L'histoire :
6000 $ n’ont pas suffi à faire le bonheur d’Huckleberry Finn. Aussi a-t-il décidé de se faire passer pour mort, afin de se faire oublier définitivement. C’est d’ailleurs caché dans les roseaux qui bordent le Mississipi que le garnement observe ses anciens concitoyens et amis (dont ce brave Tom Sawyer) venus en bateau sur le fleuve lui rendre un dernier hommage. A peine a-t-il quitté son poste d’observation, que son attention est attirée par un filet de fumée : y aurait-il quelqu’un d’autre sur l’île où il s’est caché ? De fait, en s’approchant, il reconnait Jim, l’esclave de Miss Watson. D’abord effrayé (c’est pas tous les jours qu’on discute avec un mort !), Jim lui explique qu’il s’est enfui. L’esclave avait, en effet, surpris sa maitresse en train de négocier sa revente à un marchand qui projetait de l’emmener vers le sud. A la nuit tombée, Jim a gagné l’ile Jackson, pour qu’à son tour, on l’oublie un peu. Quelques poissons grillés plus tard, c’est au tour d’Huck de fournir quelques explications… Pour sûr, la veuve à qui on l’avait confié le nourrissait copieusement. Pour sûr, elle s’occupait bien de lui… Pour sûr, les bondieuseries, les difficultés à tirer sur sa bouffarde quand bon lui semblait, l’agaçaient un peu. Mais pas de quoi mettre les bouts. C’est plutôt le retour dans sa vie d’un père alcoolique et violent, prêt à tout pour récupérer le magot de son gamin qui allait lui faire prendre sa décision…

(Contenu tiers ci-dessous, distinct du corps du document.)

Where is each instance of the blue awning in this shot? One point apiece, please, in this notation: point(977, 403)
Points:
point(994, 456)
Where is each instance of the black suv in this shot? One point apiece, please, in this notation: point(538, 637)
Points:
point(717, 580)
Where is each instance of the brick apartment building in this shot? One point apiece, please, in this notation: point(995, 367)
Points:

Ce qu'on en pense sur la planète BD :
Plus de 30 ans après sa première parution en Italie, les éditions Gallimard et Lorenzo Mattotti offrent une seconde jeunesse aux Aventures d’Huckleberry Finn, en l’agrémentant d’une sympathique colorisation et d’un nouveau format (à l’italienne… un comble !). Comme l’explique l’auteur lui-même dans une judicieuse postface, cet album constitue véritablement le point de départ de sa carrière dans la bande dessinée. Encore balbutiant, mais plein de promesses, le dessin de Mattotti est ici déjà gourmand de rondeurs, avide à parfaire les trognes en peaufinant leurs expressions, affamé de fluidité. En tous cas, déjà bien en place pour livrer au cordeau l’atmosphère de l’un des plus célèbres romans américains. Encensée pour la force de son style, cette suite de Tom Sawyer joue le vivifiant chaud-froid en mêlant avec intelligence de géniales bouffées libertaires et un réalisme cru. Notre jeune héros, après avoir empoché fortune, trouvé toit et éducation, mettra les bouts en compagnie d’un esclave en fuite, pour une virée sur le Mississipi pleine d’enseignements. Sa naïveté alliée à une lucidité sans faille, un sens de la débrouillardise et une bonté innée, nous attrapent de bout en bout au rythme d’une bordée de rencontres savoureuses. Découpé par Lorenzo Mattotti et Antonio Tettamanti, le récit reprend en l’épurant le fil linéaire de l’œuvre originale. Difficile, en 120 planches (à l’italienne, soit une soixantaine dans un format classique), de livrer une adaptation exhaustive. Du coup, happé par ce voyage, on est frustré d’arriver si rapidement à bon port (on passe peut-être rapidement d’un « événement » à l’autre). En tous cas, l’esprit est là. Fidèle à Twain : noir comme il faut, drôle au bon moment, ouvrant la réflexion avec une certaine sagesse, et attachant en moins de deux à cet étonnant gamin.